Michael J. Fox suggested it would be fun to visit the Old West and the final installment in the Back to the Future trilogy was born. It's Back to the Future Part III, the movie that gave us a "Mad Dog" and a happy ending for Dr. Emmet Brown. Today, we look at 10 things you missed in Back to the Future Part III.
The Paradox script.
Despite the cliffhanger ending, there were originally no real plans for a Back to the Future sequel. However, once the studio became dead set on making one, director Robert Zemeckis and co-creator Bob Gale agreed to come back to make it. Conceived as a single sequel, a script called Paradox contained elements that were eventually split into II and III. Paradox remained the working title for the sequel shoots and parts of that script were used in the novelizations of the two movies.
An even earlier version of the sequel story, predating Paradox, saw Marty traveling back to the 1960s. He's arrested because he doesn't have a draft card. Lorraine bails him out and as a result she no longer has the money necessary to travel to San Francisco to meet George to celebrate their anniversary. As Doc says in that version of the script, this was supposed to be the night that the McFly parents, "Engage in biological reproductive mating behavior." Had producers stuck with this version of the sequel story, we most likely wouldn't have even visited the Old West.
As most fans know Back to the Future II and III were filmed back-to-back, a then relatively unprecedented move for a major movie studio. Doc Brown wears a shirt through the majority of the second movie with illustrations of trains and cowboys on horses: an awesome bit of foreshadowing for the events of Back to the Future III.
Fake Hill Valley, real lightening.
Back to the Future III was allowed to film in Sonora, California rent-free under one condition: they had to agree to leave all of those cool Old West buildings there, in hopes that the sets would serve as an attraction for other Western themed productions to come and film there. Universal Studios agreed, taking only the Clock Tower when they left. The county itself served as the site for Gary Cooper's For Whom the Bell Tolls, Gregory Peck's The Big Country, Clint Eastwood's Unforgiven, and TV shows like The Lone Ranger, Rawhide, Gunsmoke, Bonanza, and Little House on the Prairie. Six years after the release of Back to the Future III, the movie sets sadly burned down, in a 7000-acre fire started, like many fires, by a bolt of lightning.
The Clint Eastwood joke.
Speaking of Clint Eastwood, there's a great Clint Eastwood joke at the drive-in theater. (Doc replies: "Who?") But even better, there's a subtle visual gag involving Eastwood, as well. As Marty emerges from the bathroom in his cowboy getup, two of the posters on the wall are from b-movies that featured a then-unknown Eastwood.
Michael J. Fox passed out in the noose.
As detailed in the actor's autobiography, Lucky Man, Michael J. Fox went unconscious during a dangerous stunt gone wrong, blacking out as the rope actually began to choke him during the scene where "Mad Dog" Tannen tries to lynch Marty.
The clock tower.
As Marty and Doc talk to the conductor, the clock for Hill Valley's all-important Clock Tower can be seen getting unloaded from the train in the Hill Valley of 1885.

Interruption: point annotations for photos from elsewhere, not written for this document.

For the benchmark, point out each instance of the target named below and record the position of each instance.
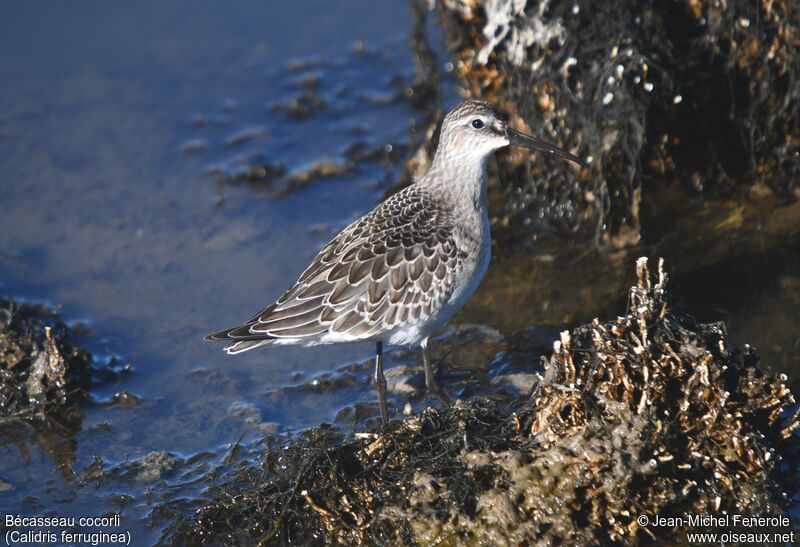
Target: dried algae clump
(701, 93)
(652, 413)
(41, 372)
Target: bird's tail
(239, 343)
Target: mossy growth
(651, 414)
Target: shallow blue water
(116, 122)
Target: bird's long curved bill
(515, 138)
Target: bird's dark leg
(430, 381)
(380, 382)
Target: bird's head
(474, 129)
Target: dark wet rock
(319, 170)
(123, 399)
(246, 135)
(155, 466)
(701, 93)
(651, 413)
(261, 174)
(301, 106)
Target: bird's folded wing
(393, 267)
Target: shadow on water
(174, 181)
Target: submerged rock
(649, 414)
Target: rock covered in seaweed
(41, 371)
(702, 93)
(652, 413)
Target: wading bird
(398, 273)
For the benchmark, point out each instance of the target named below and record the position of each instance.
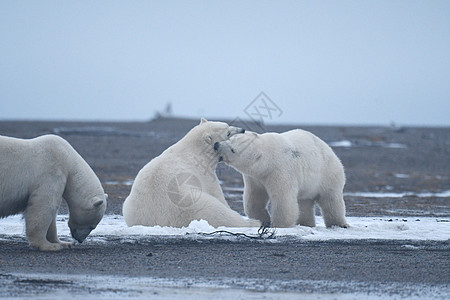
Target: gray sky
(329, 62)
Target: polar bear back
(23, 164)
(315, 158)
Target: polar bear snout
(80, 234)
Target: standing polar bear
(294, 170)
(35, 176)
(181, 185)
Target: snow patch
(412, 228)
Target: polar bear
(35, 175)
(181, 185)
(294, 170)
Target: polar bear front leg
(52, 235)
(307, 215)
(333, 209)
(255, 201)
(284, 207)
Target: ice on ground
(443, 194)
(344, 143)
(391, 228)
(366, 143)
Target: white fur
(152, 200)
(294, 170)
(35, 176)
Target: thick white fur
(294, 170)
(35, 176)
(149, 202)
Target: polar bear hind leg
(307, 214)
(40, 216)
(333, 209)
(284, 208)
(255, 201)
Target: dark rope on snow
(264, 233)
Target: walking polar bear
(35, 175)
(181, 185)
(294, 170)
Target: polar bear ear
(98, 203)
(207, 138)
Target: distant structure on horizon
(166, 113)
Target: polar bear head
(84, 218)
(212, 132)
(242, 152)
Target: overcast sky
(321, 62)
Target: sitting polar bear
(293, 170)
(181, 185)
(35, 175)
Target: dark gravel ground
(118, 150)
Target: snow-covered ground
(410, 228)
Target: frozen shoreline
(361, 228)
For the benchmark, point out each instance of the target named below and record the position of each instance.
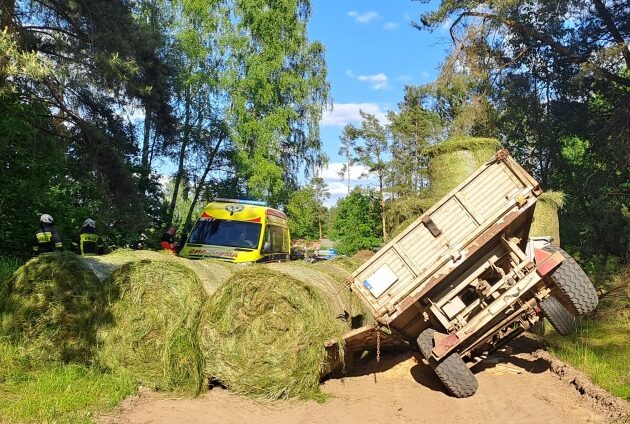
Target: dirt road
(519, 388)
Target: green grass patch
(32, 391)
(601, 345)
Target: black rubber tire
(559, 316)
(452, 371)
(425, 343)
(576, 289)
(456, 376)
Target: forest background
(231, 93)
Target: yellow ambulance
(239, 231)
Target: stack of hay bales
(546, 222)
(53, 306)
(170, 323)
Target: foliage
(558, 74)
(599, 347)
(356, 223)
(33, 391)
(302, 211)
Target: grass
(264, 334)
(154, 331)
(53, 304)
(32, 391)
(601, 345)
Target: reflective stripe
(88, 243)
(44, 237)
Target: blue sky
(372, 53)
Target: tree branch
(605, 15)
(544, 39)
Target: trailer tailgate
(442, 234)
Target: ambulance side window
(276, 240)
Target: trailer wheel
(561, 319)
(456, 376)
(452, 371)
(576, 289)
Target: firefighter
(47, 237)
(167, 241)
(88, 239)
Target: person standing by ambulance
(47, 238)
(88, 239)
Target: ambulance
(239, 231)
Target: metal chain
(378, 345)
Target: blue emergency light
(245, 202)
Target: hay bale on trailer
(453, 160)
(154, 334)
(53, 306)
(264, 331)
(546, 221)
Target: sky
(372, 52)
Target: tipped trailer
(464, 279)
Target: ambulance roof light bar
(245, 202)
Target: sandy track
(400, 389)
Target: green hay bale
(452, 161)
(546, 222)
(54, 305)
(211, 272)
(264, 335)
(329, 278)
(154, 335)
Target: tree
(371, 154)
(348, 140)
(356, 223)
(278, 91)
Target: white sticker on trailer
(381, 280)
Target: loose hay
(546, 222)
(154, 337)
(455, 159)
(54, 304)
(264, 335)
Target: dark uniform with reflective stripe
(47, 239)
(88, 241)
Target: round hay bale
(211, 272)
(452, 161)
(546, 221)
(154, 334)
(264, 334)
(53, 306)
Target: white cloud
(377, 81)
(365, 17)
(333, 169)
(343, 114)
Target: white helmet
(46, 219)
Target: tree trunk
(182, 154)
(145, 169)
(188, 222)
(380, 183)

Frisbees really were around in 1885.
In another of the movie's many great visual gags, Marty throws a "Frisbie's" pie plate in Back to the Future III, knocking a gun out of Mad Dog's hand. The Frisbie Pie Company was a real thing, started in 1871. College students tossing their empty pie pans around did, in fact, lead to the eventual creation of the modern Frisbee.
Michael J. Fox convinced ZZ Top to perform an on-set concert.

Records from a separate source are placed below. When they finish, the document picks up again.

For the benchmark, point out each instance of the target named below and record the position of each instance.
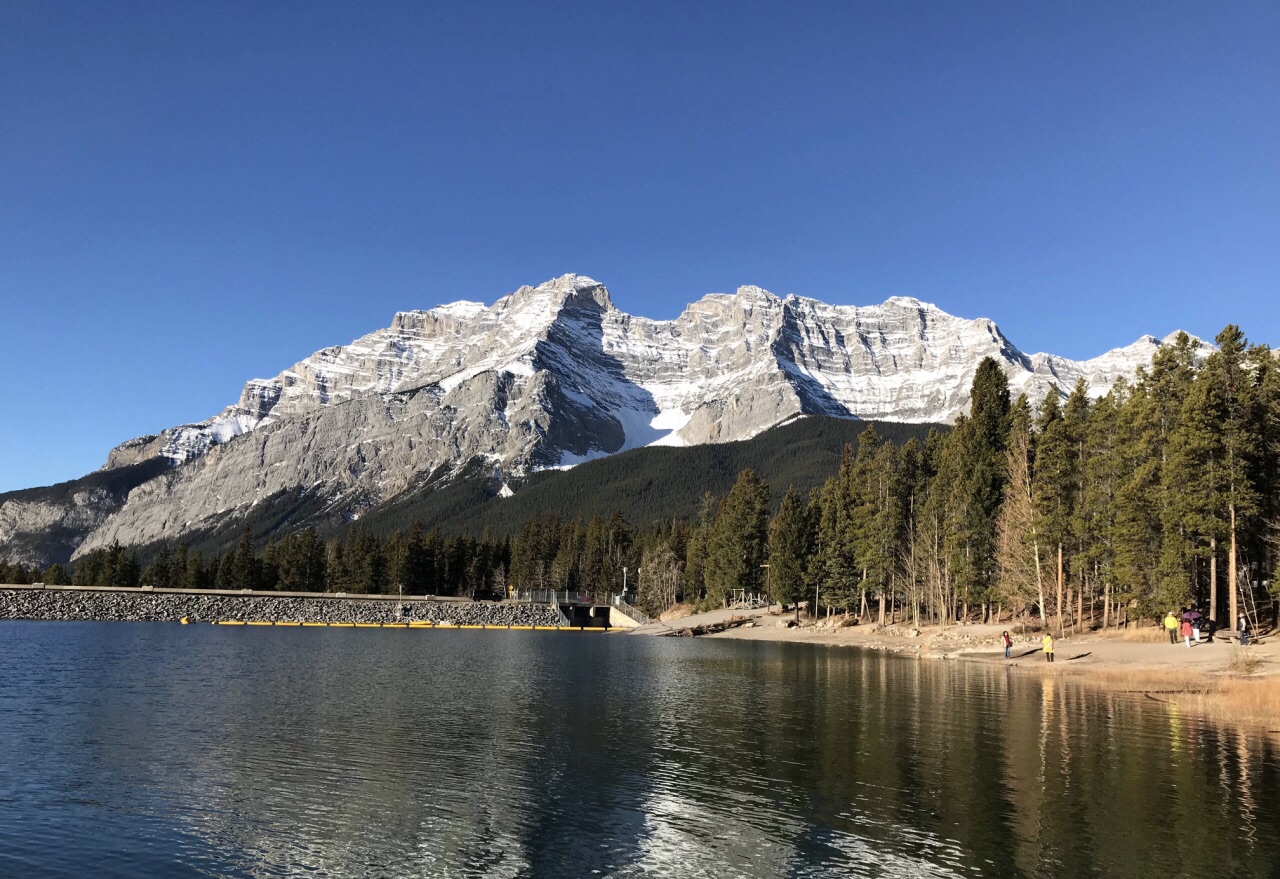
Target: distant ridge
(548, 376)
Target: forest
(1063, 512)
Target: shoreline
(69, 604)
(1216, 681)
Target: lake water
(160, 750)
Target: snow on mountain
(554, 375)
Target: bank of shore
(159, 605)
(1215, 680)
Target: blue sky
(193, 195)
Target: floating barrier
(416, 623)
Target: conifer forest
(1063, 512)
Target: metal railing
(554, 596)
(634, 613)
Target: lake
(161, 750)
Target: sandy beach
(1215, 680)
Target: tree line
(1161, 494)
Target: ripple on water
(170, 751)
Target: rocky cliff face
(554, 375)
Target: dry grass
(1238, 700)
(1139, 635)
(1243, 663)
(676, 612)
(1151, 680)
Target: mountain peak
(910, 302)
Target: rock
(548, 375)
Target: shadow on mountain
(814, 399)
(598, 410)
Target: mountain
(552, 376)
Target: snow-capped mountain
(554, 375)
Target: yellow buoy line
(411, 625)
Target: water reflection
(165, 751)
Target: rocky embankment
(167, 607)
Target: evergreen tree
(1016, 538)
(54, 576)
(791, 540)
(739, 539)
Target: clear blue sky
(193, 195)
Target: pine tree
(1054, 489)
(54, 576)
(1020, 578)
(790, 549)
(739, 539)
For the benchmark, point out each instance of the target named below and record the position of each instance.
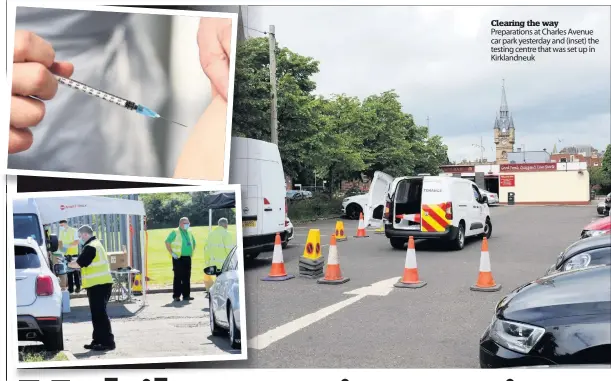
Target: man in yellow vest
(181, 246)
(97, 281)
(68, 243)
(219, 244)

Hit making rock trio ZZ Top cameos in Back to the Future III, playing an old-timey version of the song "Doubleback," which later appeared on their Recycler album. As legend has it, Michael J. Fox asked the boys if they would play a rendition of "Hey Good Lookin'" while the production waited for a camera to be repaired. ZZ Top obliged, which turned into a bit of an on-set party, as song after song followed.

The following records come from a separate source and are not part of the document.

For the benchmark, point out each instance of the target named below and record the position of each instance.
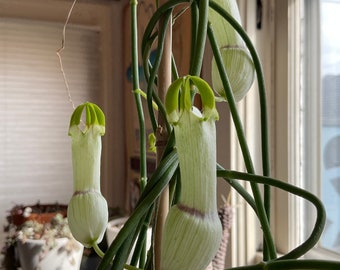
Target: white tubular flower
(236, 58)
(192, 232)
(87, 211)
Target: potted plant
(180, 195)
(42, 240)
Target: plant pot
(42, 213)
(65, 255)
(114, 227)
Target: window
(321, 124)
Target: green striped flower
(87, 210)
(192, 232)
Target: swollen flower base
(192, 232)
(87, 211)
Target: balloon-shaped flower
(192, 231)
(87, 210)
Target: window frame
(279, 47)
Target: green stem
(199, 47)
(261, 212)
(154, 187)
(135, 85)
(321, 213)
(263, 106)
(194, 23)
(154, 70)
(240, 190)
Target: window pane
(330, 121)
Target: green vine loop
(244, 146)
(135, 85)
(321, 214)
(155, 185)
(240, 190)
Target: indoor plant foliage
(191, 173)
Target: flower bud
(192, 231)
(87, 211)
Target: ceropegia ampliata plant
(87, 210)
(236, 58)
(192, 232)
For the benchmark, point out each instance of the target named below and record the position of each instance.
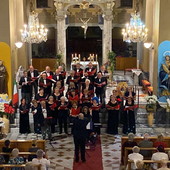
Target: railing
(144, 149)
(145, 161)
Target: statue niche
(2, 78)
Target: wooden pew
(145, 162)
(130, 148)
(24, 145)
(139, 139)
(9, 166)
(20, 153)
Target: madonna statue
(165, 74)
(2, 78)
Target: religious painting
(164, 70)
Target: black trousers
(34, 88)
(79, 146)
(62, 119)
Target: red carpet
(93, 159)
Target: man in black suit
(100, 83)
(79, 135)
(58, 77)
(105, 75)
(79, 73)
(91, 71)
(48, 71)
(25, 83)
(73, 78)
(33, 75)
(46, 84)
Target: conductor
(79, 135)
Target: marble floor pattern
(61, 152)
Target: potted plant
(111, 62)
(151, 107)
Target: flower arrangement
(6, 109)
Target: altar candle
(96, 57)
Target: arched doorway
(76, 43)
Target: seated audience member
(130, 93)
(75, 110)
(34, 148)
(73, 97)
(40, 96)
(57, 95)
(61, 88)
(159, 155)
(145, 143)
(163, 165)
(86, 98)
(129, 143)
(140, 165)
(16, 159)
(63, 114)
(37, 116)
(135, 156)
(160, 141)
(6, 149)
(45, 163)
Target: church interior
(85, 84)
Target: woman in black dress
(113, 116)
(52, 115)
(38, 116)
(24, 117)
(40, 96)
(63, 111)
(95, 114)
(129, 117)
(57, 95)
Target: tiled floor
(61, 152)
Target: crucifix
(85, 26)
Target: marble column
(107, 35)
(61, 37)
(61, 29)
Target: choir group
(51, 103)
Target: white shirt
(48, 74)
(25, 78)
(45, 82)
(135, 157)
(157, 157)
(44, 163)
(32, 74)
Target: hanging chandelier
(34, 32)
(135, 31)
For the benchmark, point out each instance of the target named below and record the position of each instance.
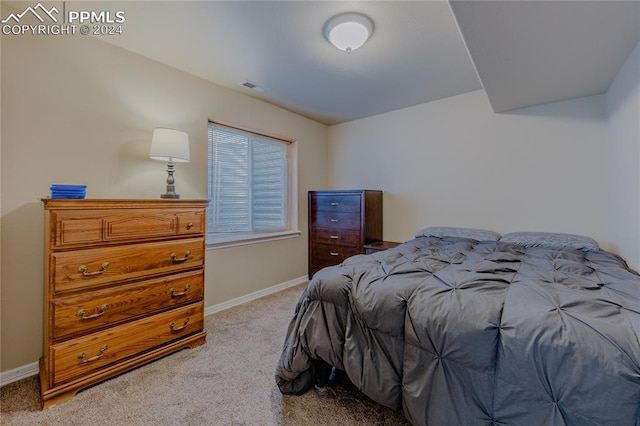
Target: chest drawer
(76, 357)
(92, 268)
(331, 220)
(80, 227)
(88, 312)
(336, 203)
(327, 255)
(336, 237)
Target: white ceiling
(523, 53)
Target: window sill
(242, 240)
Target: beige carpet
(228, 381)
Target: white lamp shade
(170, 145)
(348, 31)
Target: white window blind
(247, 183)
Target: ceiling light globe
(348, 31)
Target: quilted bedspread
(458, 332)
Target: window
(251, 190)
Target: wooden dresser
(124, 285)
(340, 224)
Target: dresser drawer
(336, 237)
(347, 221)
(328, 255)
(91, 268)
(88, 312)
(80, 227)
(336, 203)
(83, 355)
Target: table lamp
(171, 146)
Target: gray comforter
(457, 332)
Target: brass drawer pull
(83, 313)
(84, 270)
(174, 294)
(95, 358)
(175, 259)
(184, 325)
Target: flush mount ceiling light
(348, 31)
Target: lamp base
(171, 188)
(171, 196)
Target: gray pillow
(448, 231)
(551, 240)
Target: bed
(466, 327)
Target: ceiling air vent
(251, 85)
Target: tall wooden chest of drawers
(340, 224)
(124, 285)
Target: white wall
(623, 148)
(455, 162)
(79, 110)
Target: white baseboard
(32, 369)
(253, 296)
(19, 373)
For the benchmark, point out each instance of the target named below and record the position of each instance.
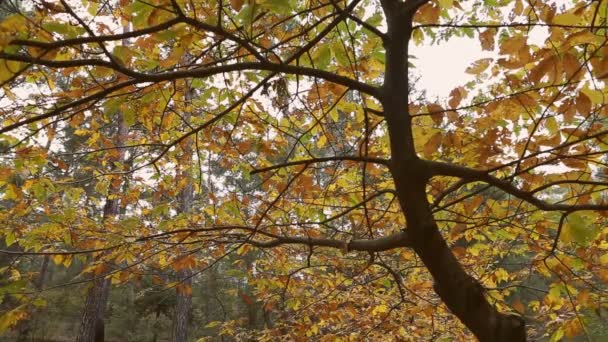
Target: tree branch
(322, 160)
(465, 173)
(389, 242)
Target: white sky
(441, 66)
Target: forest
(274, 170)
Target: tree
(358, 197)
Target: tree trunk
(182, 308)
(461, 293)
(91, 326)
(185, 199)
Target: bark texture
(182, 308)
(185, 198)
(461, 293)
(91, 325)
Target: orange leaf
(486, 39)
(236, 4)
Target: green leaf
(566, 19)
(578, 229)
(322, 56)
(277, 6)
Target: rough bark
(185, 199)
(461, 293)
(182, 308)
(91, 325)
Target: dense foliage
(147, 143)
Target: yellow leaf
(478, 66)
(236, 4)
(566, 19)
(380, 309)
(432, 145)
(519, 307)
(486, 39)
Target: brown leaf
(437, 113)
(511, 46)
(432, 145)
(236, 4)
(486, 39)
(456, 96)
(478, 66)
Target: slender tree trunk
(185, 198)
(26, 326)
(182, 308)
(461, 293)
(92, 322)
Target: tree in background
(359, 208)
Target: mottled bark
(182, 308)
(185, 198)
(91, 325)
(461, 293)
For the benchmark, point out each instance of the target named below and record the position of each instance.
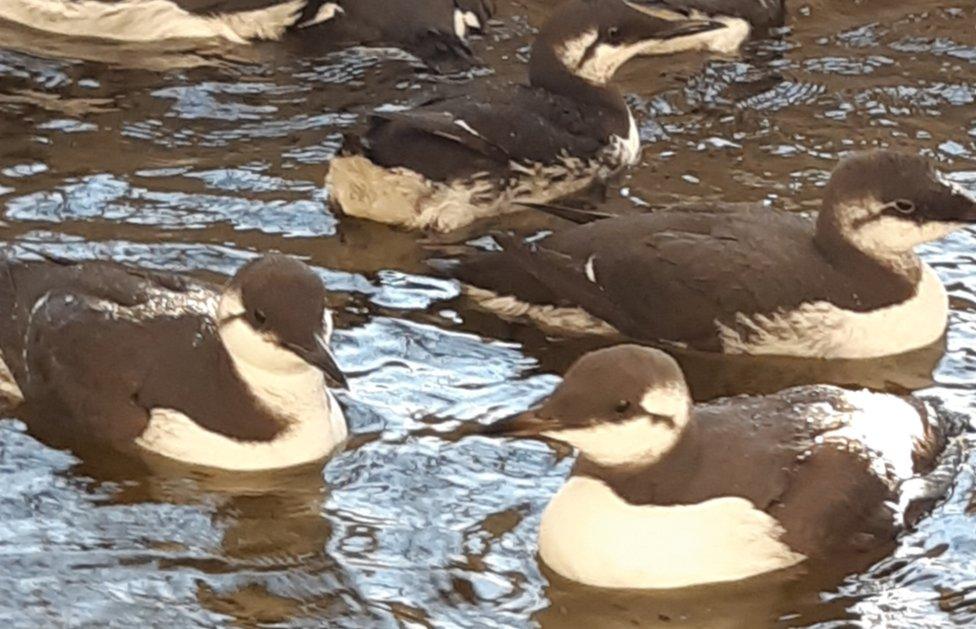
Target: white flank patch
(822, 330)
(10, 394)
(148, 20)
(627, 151)
(606, 60)
(590, 270)
(283, 383)
(325, 13)
(592, 536)
(887, 428)
(553, 319)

Ronald Reagan could've been the mayor.
("Ronald Reagan? The actor?!") Then President Ronald Reagan so much enjoyed the joke about him in the original Back to the Future he reportedly asked to have the projectionist rewind the scene so he could hear it again. He even gave the movie a shout-out in his 1986 State of the Union address. Producers him offered him the role of Hill Valley's mayor in Back to the Future III, which was released a little over a year after Reagan left office, but he declined. The two-term Governor of California wasn't interested in returning to Hollywood, unlike one of his successors (Arnold).